With the rate of return decrease of 1.25%, the increase of nearly 45% in unfunded liability would correlate to roughly 9% per quarter percent. By comparison, if the City of Providence were to decrease its rate of return by another half a percent based on these assumptions, a correlating 18% increase in unfunded pension liability would be over $133 million.

In its Funding Improvement Plan, however, Bristol showed that for the police pension fund, a further drop of a half a percentage point in rate of return, as required for analysis, would only yield an increase in FY13 of unfunded liability from $14.25 million -- to $14.3 million.

Bloomberg Contributor Critical of RI Municipal Pension Structure

In an article on Bloomberg.com on February 8, 2013 entitled, "Why Municipal Pensions are a Terrible Idea," contributor Josh Barrow wrote, "Pension systems are complicated, and overseeing them properly takes time and expertise. This is a heavy lift for municipalities overseeing small pension plans".

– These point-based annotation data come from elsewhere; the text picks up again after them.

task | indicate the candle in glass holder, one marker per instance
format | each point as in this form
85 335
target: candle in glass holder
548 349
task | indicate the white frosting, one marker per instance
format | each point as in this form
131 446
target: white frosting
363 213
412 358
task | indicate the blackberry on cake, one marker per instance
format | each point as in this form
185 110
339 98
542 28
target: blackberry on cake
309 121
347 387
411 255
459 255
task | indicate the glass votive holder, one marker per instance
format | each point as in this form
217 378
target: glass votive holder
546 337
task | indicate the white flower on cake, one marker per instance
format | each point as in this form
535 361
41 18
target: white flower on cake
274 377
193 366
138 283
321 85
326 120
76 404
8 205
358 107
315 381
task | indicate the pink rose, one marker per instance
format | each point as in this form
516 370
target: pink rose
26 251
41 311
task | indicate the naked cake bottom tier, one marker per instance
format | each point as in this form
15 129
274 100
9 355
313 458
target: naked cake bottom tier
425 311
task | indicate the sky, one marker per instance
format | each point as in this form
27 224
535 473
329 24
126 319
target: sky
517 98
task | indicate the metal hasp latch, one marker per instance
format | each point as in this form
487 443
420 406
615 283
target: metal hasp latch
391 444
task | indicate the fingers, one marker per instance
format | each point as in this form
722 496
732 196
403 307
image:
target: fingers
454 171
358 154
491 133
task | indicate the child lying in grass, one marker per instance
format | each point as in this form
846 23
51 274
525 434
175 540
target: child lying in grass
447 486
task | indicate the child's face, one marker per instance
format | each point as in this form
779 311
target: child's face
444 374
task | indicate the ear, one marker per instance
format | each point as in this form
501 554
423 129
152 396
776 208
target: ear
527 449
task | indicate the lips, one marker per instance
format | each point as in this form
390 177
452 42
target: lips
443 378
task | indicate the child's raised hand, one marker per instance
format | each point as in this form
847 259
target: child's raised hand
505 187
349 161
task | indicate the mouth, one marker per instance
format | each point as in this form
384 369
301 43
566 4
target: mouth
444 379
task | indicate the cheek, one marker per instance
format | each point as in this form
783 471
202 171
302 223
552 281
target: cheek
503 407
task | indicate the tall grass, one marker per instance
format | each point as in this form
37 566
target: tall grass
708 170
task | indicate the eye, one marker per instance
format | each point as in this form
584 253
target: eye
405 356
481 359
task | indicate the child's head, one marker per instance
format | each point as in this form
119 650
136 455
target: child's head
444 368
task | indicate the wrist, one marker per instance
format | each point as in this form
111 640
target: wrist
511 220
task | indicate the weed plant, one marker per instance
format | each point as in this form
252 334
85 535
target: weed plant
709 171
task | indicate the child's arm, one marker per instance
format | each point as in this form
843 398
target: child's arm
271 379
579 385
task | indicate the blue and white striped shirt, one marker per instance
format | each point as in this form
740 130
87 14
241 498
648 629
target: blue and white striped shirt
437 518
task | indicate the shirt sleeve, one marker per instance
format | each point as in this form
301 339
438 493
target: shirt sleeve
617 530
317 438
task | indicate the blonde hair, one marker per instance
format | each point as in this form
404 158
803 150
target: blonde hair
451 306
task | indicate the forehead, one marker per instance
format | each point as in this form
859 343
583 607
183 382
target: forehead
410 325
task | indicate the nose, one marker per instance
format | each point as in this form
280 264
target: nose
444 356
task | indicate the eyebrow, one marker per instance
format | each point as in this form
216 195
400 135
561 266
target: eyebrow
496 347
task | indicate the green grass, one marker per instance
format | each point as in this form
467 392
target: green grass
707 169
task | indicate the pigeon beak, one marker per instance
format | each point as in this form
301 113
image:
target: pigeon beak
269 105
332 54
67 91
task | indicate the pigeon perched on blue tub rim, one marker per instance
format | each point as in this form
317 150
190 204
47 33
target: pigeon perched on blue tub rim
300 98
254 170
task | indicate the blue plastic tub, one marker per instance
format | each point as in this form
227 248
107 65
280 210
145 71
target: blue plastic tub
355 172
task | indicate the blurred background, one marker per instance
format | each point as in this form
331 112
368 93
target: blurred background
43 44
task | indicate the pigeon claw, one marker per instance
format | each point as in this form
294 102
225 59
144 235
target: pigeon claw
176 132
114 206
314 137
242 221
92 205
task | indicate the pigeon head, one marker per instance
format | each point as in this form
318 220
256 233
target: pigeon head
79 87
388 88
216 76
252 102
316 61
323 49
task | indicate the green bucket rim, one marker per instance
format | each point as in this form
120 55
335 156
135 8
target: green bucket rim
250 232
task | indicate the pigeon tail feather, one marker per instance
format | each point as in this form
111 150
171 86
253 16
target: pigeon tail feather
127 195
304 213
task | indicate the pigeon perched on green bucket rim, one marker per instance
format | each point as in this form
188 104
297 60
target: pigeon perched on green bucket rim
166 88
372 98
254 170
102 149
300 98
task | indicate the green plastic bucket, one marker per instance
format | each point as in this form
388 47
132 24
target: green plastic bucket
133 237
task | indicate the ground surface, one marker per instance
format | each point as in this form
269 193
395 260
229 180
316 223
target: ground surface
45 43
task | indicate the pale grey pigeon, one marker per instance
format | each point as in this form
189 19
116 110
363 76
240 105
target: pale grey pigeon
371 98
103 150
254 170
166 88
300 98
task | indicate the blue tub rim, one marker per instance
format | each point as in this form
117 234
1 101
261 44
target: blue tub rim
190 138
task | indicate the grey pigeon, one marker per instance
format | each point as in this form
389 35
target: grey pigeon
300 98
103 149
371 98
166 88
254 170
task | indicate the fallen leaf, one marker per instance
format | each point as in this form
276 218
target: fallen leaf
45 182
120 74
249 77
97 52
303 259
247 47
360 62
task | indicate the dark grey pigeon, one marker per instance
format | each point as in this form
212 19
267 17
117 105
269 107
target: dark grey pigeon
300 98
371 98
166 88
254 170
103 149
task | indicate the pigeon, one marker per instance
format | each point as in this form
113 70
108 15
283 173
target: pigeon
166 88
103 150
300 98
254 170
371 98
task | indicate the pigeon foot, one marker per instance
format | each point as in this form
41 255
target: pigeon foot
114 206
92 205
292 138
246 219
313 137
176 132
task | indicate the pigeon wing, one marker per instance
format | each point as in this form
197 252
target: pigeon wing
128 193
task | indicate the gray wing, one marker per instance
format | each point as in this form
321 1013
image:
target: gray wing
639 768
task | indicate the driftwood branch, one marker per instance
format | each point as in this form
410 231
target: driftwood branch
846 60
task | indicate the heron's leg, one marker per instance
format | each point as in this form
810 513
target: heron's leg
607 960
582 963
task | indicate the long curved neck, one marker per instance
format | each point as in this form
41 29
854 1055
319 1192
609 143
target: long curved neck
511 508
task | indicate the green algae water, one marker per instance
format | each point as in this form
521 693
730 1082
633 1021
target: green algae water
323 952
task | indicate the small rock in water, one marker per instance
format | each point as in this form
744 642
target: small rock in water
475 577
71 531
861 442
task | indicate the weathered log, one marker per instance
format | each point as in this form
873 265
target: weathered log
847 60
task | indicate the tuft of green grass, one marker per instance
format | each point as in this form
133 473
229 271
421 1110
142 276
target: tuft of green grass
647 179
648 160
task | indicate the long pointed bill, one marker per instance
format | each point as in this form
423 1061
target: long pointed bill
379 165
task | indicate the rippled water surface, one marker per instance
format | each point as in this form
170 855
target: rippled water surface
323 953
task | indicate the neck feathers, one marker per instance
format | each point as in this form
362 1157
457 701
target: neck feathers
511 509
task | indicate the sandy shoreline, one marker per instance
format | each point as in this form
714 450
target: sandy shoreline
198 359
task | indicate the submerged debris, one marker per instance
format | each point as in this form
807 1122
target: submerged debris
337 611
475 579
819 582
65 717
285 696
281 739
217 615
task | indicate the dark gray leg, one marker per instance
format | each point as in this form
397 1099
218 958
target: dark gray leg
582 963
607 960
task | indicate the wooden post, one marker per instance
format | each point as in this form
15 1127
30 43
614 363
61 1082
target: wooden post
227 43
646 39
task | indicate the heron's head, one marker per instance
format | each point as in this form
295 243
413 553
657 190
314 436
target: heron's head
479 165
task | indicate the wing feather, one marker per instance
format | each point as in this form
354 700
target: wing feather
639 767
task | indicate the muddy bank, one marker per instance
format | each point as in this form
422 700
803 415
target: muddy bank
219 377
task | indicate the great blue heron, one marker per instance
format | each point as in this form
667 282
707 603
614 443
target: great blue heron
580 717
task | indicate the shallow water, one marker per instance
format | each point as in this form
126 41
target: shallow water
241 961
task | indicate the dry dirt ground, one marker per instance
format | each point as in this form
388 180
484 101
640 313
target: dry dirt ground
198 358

Citing states total unfunded municipal pension liability as being currently at more than $2.3 billion for 36 municipalities, he writes, "This lack of attention has meant that local plans are much more likely than statewide plans to have become deeply underfunded."

Barro advocates for closing municipal pension plans having one system for municipal workers to be overseen by state government, citing Rhode Island's improvement of its funding ratio from 48 to 61 percent with recent reforms.

"The biggest challenge with closing local pension systems is one of fairness: making sure that it doesn't become an opportunity for irresponsible towns and cities that underfunded their pension plans for decades to dump their liabilities into a statewide pool. In some places, municipal officials and unions might also resist the loss of local autonomy, but in Rhode Island they would likely be grateful to have a problem off their hands," wrote Barro. 

City Council Moving Forward With Assumptions

Providence City Councilman Luis Aponte said he thought that that the City's proposed ARC for FY2014 of $62 million was in line with the most recent projections available, as part of the recent settlement that the city fund the amount required at at least 90%.

"We're confident that this number is accurate in light of current assumptions," said Aponte. "My hope is that we'll continue to move forward to get the fund up to where it needs to be."

Aponte did acknowledge however that a new actuary could change assumptions -- and that the City has narrowed down a list of potential actuaries to three, after firing its previous actuary, Buck, earlier in the year for miscalculations.  

"We're hoping that the number still holds true," said Aponte. "We won't know until we get a new actuary if this is an accurate number."

The City Council will be holding a public hearing on the budget this coming Wednesday.